De uma forma imediata a determinação das causas dos incêndios rurais permite ao MP dar início ao procedimento penal, mas permite também observar alguns padrões que se vão repetindo ao longo dos anos nos territórios investigados. Esta informação pode e deve ser trabalhada por equipas multidisciplinares. Numa vertente policial, poderemos retirar os locais onde em anos seguintes se deverá apostar em ações e prevenção dirigida (públicos alvo, atividades específicas, etc.); efetuar vigilâncias policiais a suspeitos (com base nos horários, locais, atividades, modus operandi, etc.); numa vertente económica, perceber se as causas não têm origem na pressão que o mercado coloca nos produtores (e.g. leite para o fabrico de queijo) para que estes produzam mais, garantindo-lhes desta forma os meios de subsistência; na vertente social, perceber o perfil sociológico destas populações, as suas aspirações, as suas práticas; na vertente psicológica, tentar perceber os comportamentos e atitudes, do ordenamento do território, percebendo e propondo outras formas de organização territorial, incentivando o emparcelamento, do associativismo, criando condições para que os produtores se associem e ganhem escala, quanto aos municípios, perceberem e tentarem dar respostas efetivas às necessidades dos seus munícipes.

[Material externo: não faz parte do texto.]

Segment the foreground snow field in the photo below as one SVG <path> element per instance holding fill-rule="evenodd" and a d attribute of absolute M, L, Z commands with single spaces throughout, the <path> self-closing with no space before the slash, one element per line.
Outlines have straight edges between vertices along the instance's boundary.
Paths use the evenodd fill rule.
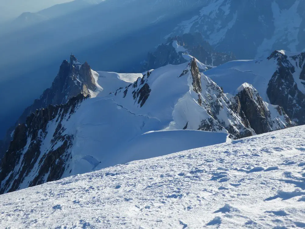
<path fill-rule="evenodd" d="M 305 126 L 0 196 L 0 227 L 305 227 Z"/>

Enfim, poderíamos elencar aqui toda uma panóplia de oportunidades a explorar por estas equipas multidisciplinares. No entanto, o objetivo final seria sempre um, a redução do número de ignições por atores não habilitados.

Esse objetivo só poderá observar-se através de ações de prevenção, dirigidas, com base no conhecimento das causas (histórico) em cada local em concreto, em que momento, contra que potenciais autores e com o prévio conhecimento das suas motivações, já que a quase totalidade das ignições decorre do comportamento humano.

Os atores sociais não podem ser deixados de fora desta equação. O uso do fogo, para além de ter uma forte componente cultural, é em muitos lugares do nosso país uma necessidade das populações. O que aqui se defende é que cabe ao Estado efetuar essa gestão de um modo diferente do que tem feito ao longo das últimas décadas.